New golf history has some modern parallels
June 4, 2010
Golf can be a wonderful cocoon against the outside world, where the cares and responsibilities of life can be set aside for a few hours in pursuit of sporting triumph, however defined.
Nonetheless, the real world has a bad habit of intruding into the artificial ones we create.
Steve Eubanks gives us a timely reminder of this fact of life, with his detailed study of the death of one of the inventors of the modern game: To Win and Die in Dixie (Ballantine Books; $26 SRP).
J. Douglas Edgar is not well known to most golfers nowadays, but in the late teens and early twenties of the last century, plenty of folks knew all about him. He set a longstanding competitive scoring record in his first victory in the Canadian Open, and followed it up with a successful defense of his title the next year.
It wasn’t so much that Edgar won, or how low he went when he did. While trying to figure out how to play with a bad hip condition, Edgar invented what we now know as the modern golf swing. Its emphasis on building torque between the upper and lower halves of the body, with the downward move beginning with a hip turn instead of the arm swing, led to a huge boost in Edgar’s distance and control.
When he was “on,” Edgar was simply unbeatable.
Like others of his era, Edgar’s tournament play was an adjunct for his regular work, as the club pro for an upscale layout in Atlanta, Georgia. Two junior golfers, Bobby Jones and U.S. Women’s Amateur winner Alexa Stirling, learned the game and Edgar’s swing under his tutelage.
In mid-summer 1921, however, Edgar’s increasingly charmed life came to a swift and violent end. The initial impression was that he was a victim of a hit-and-run accident with a car. This scenario fit in nicely with the growing consensus that something had to be done about safety and traffic conditions, as more and more cars filled the streets in the aftermath of World War I.

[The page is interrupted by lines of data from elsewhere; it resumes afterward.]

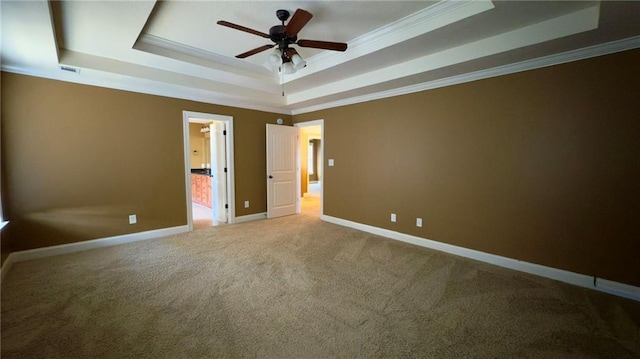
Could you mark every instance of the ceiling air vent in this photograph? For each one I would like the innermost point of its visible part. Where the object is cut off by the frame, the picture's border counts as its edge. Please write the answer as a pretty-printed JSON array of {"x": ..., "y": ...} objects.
[{"x": 75, "y": 70}]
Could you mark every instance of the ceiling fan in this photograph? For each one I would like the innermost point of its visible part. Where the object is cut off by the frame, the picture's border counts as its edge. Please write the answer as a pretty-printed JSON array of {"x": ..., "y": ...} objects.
[{"x": 285, "y": 58}]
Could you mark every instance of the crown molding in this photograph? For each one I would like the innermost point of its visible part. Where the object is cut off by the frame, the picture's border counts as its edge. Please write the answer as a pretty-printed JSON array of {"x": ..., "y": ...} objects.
[
  {"x": 162, "y": 89},
  {"x": 550, "y": 60},
  {"x": 426, "y": 20}
]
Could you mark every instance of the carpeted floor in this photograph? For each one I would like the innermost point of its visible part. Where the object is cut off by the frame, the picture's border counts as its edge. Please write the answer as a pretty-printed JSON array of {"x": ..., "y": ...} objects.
[{"x": 296, "y": 287}]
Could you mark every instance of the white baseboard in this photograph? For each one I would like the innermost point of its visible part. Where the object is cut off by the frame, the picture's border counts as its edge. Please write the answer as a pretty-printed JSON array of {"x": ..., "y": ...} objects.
[
  {"x": 619, "y": 289},
  {"x": 6, "y": 267},
  {"x": 582, "y": 280},
  {"x": 30, "y": 254},
  {"x": 251, "y": 217}
]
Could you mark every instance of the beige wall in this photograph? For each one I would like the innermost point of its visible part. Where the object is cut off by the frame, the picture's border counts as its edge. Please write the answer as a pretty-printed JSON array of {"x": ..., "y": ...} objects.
[
  {"x": 79, "y": 159},
  {"x": 196, "y": 142},
  {"x": 540, "y": 166}
]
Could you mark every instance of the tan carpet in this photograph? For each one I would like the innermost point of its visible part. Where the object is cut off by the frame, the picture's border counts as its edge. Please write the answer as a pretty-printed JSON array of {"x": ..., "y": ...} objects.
[{"x": 296, "y": 287}]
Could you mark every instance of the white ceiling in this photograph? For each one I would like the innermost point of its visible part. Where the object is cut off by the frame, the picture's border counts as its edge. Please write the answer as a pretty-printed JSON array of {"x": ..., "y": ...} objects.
[{"x": 175, "y": 48}]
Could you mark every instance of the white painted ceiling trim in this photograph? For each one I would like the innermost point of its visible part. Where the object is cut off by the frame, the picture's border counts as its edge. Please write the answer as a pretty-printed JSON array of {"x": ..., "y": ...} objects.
[
  {"x": 551, "y": 60},
  {"x": 579, "y": 21},
  {"x": 427, "y": 20},
  {"x": 402, "y": 47}
]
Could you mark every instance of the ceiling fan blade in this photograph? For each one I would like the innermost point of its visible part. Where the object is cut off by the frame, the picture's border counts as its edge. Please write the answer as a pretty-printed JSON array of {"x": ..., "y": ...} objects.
[
  {"x": 327, "y": 45},
  {"x": 242, "y": 28},
  {"x": 297, "y": 22},
  {"x": 254, "y": 51}
]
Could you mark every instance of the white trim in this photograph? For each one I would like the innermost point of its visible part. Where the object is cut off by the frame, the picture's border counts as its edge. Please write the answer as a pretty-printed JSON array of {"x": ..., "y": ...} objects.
[
  {"x": 30, "y": 254},
  {"x": 619, "y": 289},
  {"x": 541, "y": 62},
  {"x": 251, "y": 217},
  {"x": 231, "y": 190},
  {"x": 429, "y": 19},
  {"x": 580, "y": 280},
  {"x": 6, "y": 267},
  {"x": 132, "y": 84}
]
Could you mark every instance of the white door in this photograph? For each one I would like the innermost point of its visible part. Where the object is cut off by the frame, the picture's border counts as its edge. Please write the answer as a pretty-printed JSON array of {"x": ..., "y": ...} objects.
[
  {"x": 282, "y": 169},
  {"x": 218, "y": 172}
]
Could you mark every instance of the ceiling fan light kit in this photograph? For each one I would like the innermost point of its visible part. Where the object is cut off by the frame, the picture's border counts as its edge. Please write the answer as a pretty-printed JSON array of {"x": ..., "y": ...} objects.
[{"x": 285, "y": 59}]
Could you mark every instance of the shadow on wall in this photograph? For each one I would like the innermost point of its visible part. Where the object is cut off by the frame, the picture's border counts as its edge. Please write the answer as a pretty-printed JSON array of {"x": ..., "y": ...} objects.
[{"x": 73, "y": 224}]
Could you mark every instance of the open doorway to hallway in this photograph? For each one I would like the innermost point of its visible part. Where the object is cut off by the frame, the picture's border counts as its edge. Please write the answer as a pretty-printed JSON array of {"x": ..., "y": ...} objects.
[
  {"x": 208, "y": 146},
  {"x": 312, "y": 170}
]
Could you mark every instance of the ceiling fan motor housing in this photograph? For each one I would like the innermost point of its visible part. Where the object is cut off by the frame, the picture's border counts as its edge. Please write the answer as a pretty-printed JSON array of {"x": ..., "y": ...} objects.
[
  {"x": 282, "y": 15},
  {"x": 278, "y": 35}
]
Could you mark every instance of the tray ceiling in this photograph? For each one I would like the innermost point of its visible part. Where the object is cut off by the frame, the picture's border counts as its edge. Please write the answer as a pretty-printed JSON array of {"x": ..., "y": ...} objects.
[{"x": 175, "y": 48}]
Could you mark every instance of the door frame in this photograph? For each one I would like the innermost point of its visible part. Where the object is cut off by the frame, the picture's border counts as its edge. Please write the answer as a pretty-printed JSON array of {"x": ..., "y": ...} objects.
[
  {"x": 296, "y": 154},
  {"x": 231, "y": 192},
  {"x": 319, "y": 122}
]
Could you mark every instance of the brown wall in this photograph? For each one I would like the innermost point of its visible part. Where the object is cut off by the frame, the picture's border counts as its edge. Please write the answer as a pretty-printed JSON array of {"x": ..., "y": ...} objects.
[
  {"x": 79, "y": 159},
  {"x": 540, "y": 166}
]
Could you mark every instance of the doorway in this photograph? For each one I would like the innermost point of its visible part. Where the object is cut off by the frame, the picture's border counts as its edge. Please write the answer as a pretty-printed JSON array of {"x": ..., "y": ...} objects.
[
  {"x": 209, "y": 172},
  {"x": 311, "y": 150}
]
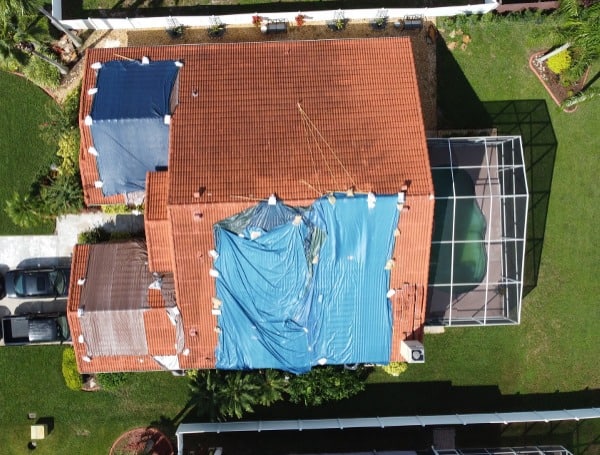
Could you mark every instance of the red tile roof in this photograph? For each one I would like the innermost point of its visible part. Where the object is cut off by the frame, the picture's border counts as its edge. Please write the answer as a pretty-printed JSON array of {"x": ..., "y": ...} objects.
[
  {"x": 156, "y": 223},
  {"x": 293, "y": 118}
]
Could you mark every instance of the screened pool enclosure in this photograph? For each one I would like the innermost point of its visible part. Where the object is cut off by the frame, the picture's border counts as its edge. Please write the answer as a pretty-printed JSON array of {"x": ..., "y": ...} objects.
[{"x": 478, "y": 242}]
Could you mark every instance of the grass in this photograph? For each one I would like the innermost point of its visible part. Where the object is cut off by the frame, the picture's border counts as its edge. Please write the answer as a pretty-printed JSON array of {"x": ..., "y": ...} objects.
[
  {"x": 550, "y": 361},
  {"x": 23, "y": 154},
  {"x": 84, "y": 422}
]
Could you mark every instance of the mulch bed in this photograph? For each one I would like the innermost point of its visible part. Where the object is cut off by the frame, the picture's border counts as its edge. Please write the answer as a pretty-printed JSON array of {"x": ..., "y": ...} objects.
[
  {"x": 148, "y": 441},
  {"x": 552, "y": 84}
]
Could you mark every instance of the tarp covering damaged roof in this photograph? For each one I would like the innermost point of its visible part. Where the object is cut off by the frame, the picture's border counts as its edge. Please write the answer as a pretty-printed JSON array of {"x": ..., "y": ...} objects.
[
  {"x": 129, "y": 116},
  {"x": 301, "y": 287}
]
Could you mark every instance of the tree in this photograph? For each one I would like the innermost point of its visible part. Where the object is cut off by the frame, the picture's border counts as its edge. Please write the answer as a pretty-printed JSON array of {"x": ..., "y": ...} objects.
[
  {"x": 579, "y": 31},
  {"x": 238, "y": 394},
  {"x": 323, "y": 384},
  {"x": 25, "y": 7},
  {"x": 218, "y": 394},
  {"x": 272, "y": 385},
  {"x": 19, "y": 38}
]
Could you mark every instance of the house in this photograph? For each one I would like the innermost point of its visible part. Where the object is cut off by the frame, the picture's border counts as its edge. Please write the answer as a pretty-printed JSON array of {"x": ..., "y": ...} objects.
[{"x": 289, "y": 206}]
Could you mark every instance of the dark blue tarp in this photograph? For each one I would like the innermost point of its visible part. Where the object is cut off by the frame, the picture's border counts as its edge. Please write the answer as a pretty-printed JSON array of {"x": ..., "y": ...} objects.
[
  {"x": 128, "y": 128},
  {"x": 301, "y": 287}
]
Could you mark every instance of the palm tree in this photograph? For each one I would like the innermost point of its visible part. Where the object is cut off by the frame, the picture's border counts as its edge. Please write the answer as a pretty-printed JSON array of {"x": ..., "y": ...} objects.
[
  {"x": 579, "y": 30},
  {"x": 203, "y": 394},
  {"x": 237, "y": 395},
  {"x": 272, "y": 384},
  {"x": 25, "y": 7},
  {"x": 15, "y": 35}
]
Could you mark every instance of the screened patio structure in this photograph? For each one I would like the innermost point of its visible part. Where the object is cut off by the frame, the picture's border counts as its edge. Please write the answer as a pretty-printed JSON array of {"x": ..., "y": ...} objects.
[{"x": 478, "y": 243}]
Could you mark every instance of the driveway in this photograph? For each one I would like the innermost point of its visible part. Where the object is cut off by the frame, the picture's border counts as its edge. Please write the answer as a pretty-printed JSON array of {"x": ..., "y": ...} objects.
[{"x": 20, "y": 251}]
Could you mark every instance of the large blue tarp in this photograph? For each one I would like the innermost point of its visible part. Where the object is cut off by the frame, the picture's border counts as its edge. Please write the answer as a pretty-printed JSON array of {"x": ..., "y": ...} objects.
[
  {"x": 301, "y": 287},
  {"x": 128, "y": 128}
]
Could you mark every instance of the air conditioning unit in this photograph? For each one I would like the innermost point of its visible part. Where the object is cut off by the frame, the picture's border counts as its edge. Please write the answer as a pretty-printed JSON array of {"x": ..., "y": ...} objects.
[{"x": 412, "y": 351}]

An Atlanta Constitution reporter, Comer Howell, was among the first to the scene, as Edgar bled out on the streets. He also thought at first that a car had hit Edgar. It was only later that Howell came to believe that something far more sinister caused Edgar’s demise.
Working from transcripts of the coroner’s inquest, court papers, and other contemporary accounts, in addition to Howell’s notes, Eubanks shows the reader that Howell was most likely correct about the cause of Edgar’s untimely passing.
While highly accomplished on the golf course, Edgar’s personal life was far less exemplary. He enjoyed more than the occasional cocktail, and Prohibition didn’t help matters. He was generous to a fault with his money, to the point of profligacy. His immaturity in that respect led to strict financial controls by his club’s management.
In addition, although married and the father of two children, there are indications that he often enjoyed other female companionship, as a reward of sorts for his athletic prowess.
Some things don’t change over time, apparently.
Some of Edgar’s circumstances are more tightly tied to his times, however. Atlanta was a Southern bastion of the early twenties, with racism marring political, social, and economic life in Georgia. An English immigrant, Edgar did not appear to be tied to local mores in these respects.
As Eubanks shows, that fact may have been a critical element in explaining why Edgar was killed.
This book is a fascinating glimpse at a part of golf’s history that has not been given as much attention as it perhaps deserved. The mystery of Edgar’s death almost certainly provides part of the explanation for why that is so.
Sports biographies tend to emphasize the positive over a fuller understanding of a game’s heroes, and in Edgar’s case, that was no easy task.
Eubanks should be commended for not following the usual script with this great story.
Great weekend for Bernie
Congratulations to Bernie Reid for her third hole-in-one, her first one at Kings Creek Country Club, her home course.
Reid used her 29-degree rescue club for her Mother’s Day ace on the 107-yard par-3 eighth hole, which was witnessed by her daughter Laurie Bruner.